Michael Guirguis co-founded the startup after his cousin asked his advice on whether to expand her organic farm. Despite the demand for her crop, Guirguis, whose entire career has been about job creation and the labor market, said expanding would not be smart because the industry’s labor shortage would make it difficult to hire enough workers. This inspired Guirguis to found Seso to automate the H-2A visa process to help solve this problem and help farms stay compliant. Once he started talking to potential farm clients, he realized that farms could use a lot more help with their human resources than just finding workers.
“When it comes to the back office, every farm we visited had thousands of filing cabinets,” Guirguis said. “It’s one of the most backward industries in the U.S. That was an eye-opener. We can address the workforce shortage and create a modern end-to-end operating system starting with HR and modernizing a lot of these really complex tasks.”

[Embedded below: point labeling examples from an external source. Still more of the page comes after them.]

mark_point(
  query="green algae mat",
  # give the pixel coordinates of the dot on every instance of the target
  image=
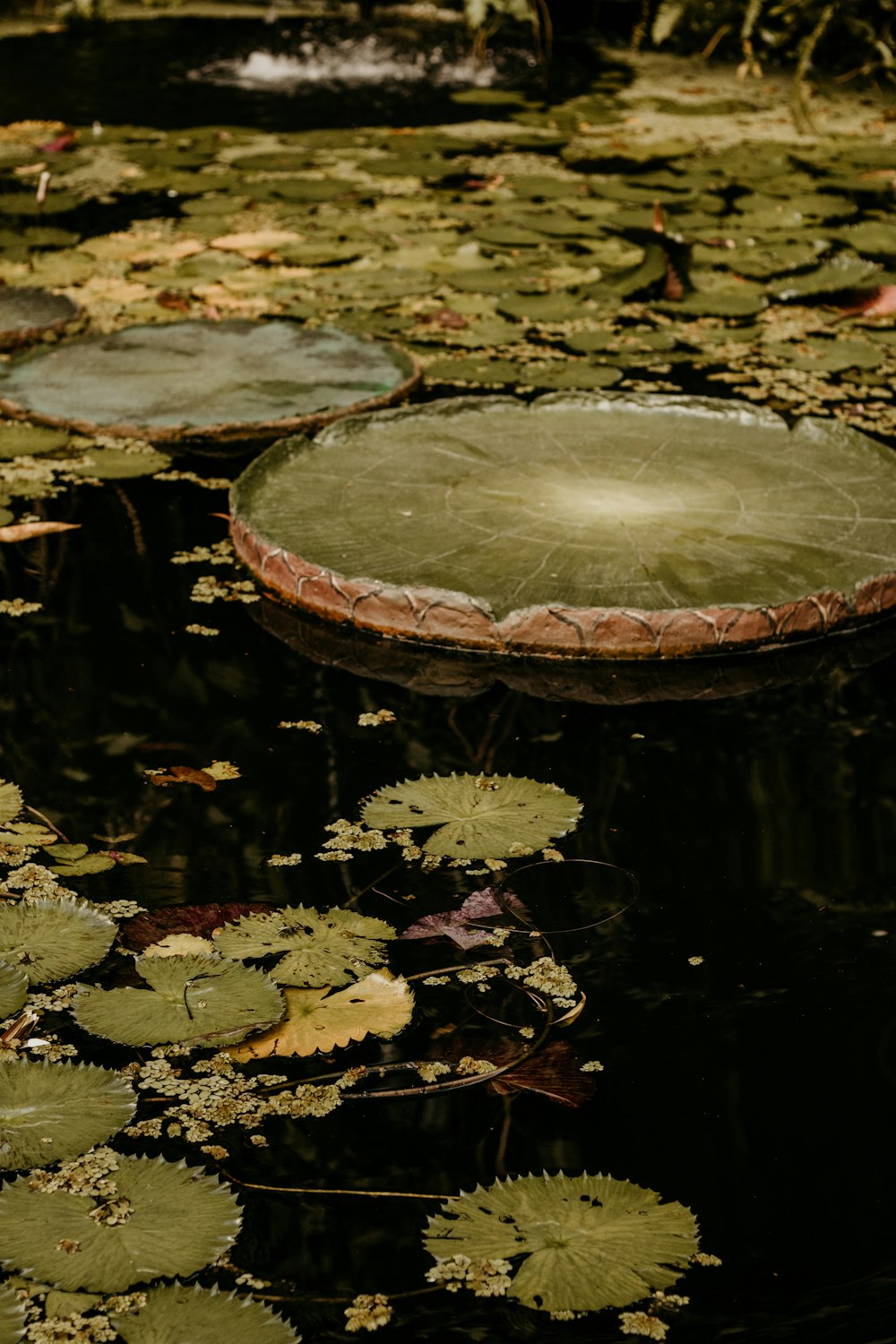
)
(204, 381)
(578, 524)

The startup just raised $26 million to expand the capabilities of its platform. The Series B round was led by Bond’s Mary Meeker with participation from Index Ventures, NFX, SV Angel, several Seso clients and others. The company doubled its client base in 2023 and works with 27 of the top 100 agricultural employers in the US
While agriculture is a huge industry ripe for disruption, it has been relatively reticent to adopt new technology, he said. Guirguis believes Seso has been successful in farm sales so far, while many other startups haven’t, because Seso isn’t trying to change the actual farming process, something his farmers made clear they weren’t ready for yet. Back office technology adoption is an easier sell.
“Your HR team is in the back office doing traditional HR work,” Guirguis said. “For him we are trying to change behaviour, which is easier than for someone 50 years in the field who is still using pen and paper. They can still continue to do their procedure. We have created products for customization. You can take a picture of one [handwritten] timesheet, then use AI to make sure it’s accurate.”
Guirguis’ focus on getting direct feedback from farmers is what prompted Nina Achadjian, a partner at Index Ventures, to invest. Achajian initially passed on Seso when she first tried to raise from Index, but how the company sells and interacts with farmers changed her mind.
“I remember this call from a customer, it gave me chills,” Ahajian told TechCrunch. “[He said], “I get invited by these Silicon Valley entrepreneurs all the time and they show up at your farm and say, ‘Here’s how you should run their business.’ I always ask each of them to come and spend a day and work with me so they understand what a day in the life of the end customer is and they never show up. Michael was the only one who showed up at 4am in the freezing cold, in the dark, to pick artichokes.”
This feedback from farmers is why the company is expanding into payroll automation next. Guirguis said because of the various agricultural employment laws, farm payroll is incredibly complicated. Workers are paid for how much crop they harvest, Guirguis said, and the percentage for each crop harvested is different for a migrant worker versus a domestic worker, and different again if migrant workers and domestic workers harvest from the same field. Guirguis sees many ways to expand after that.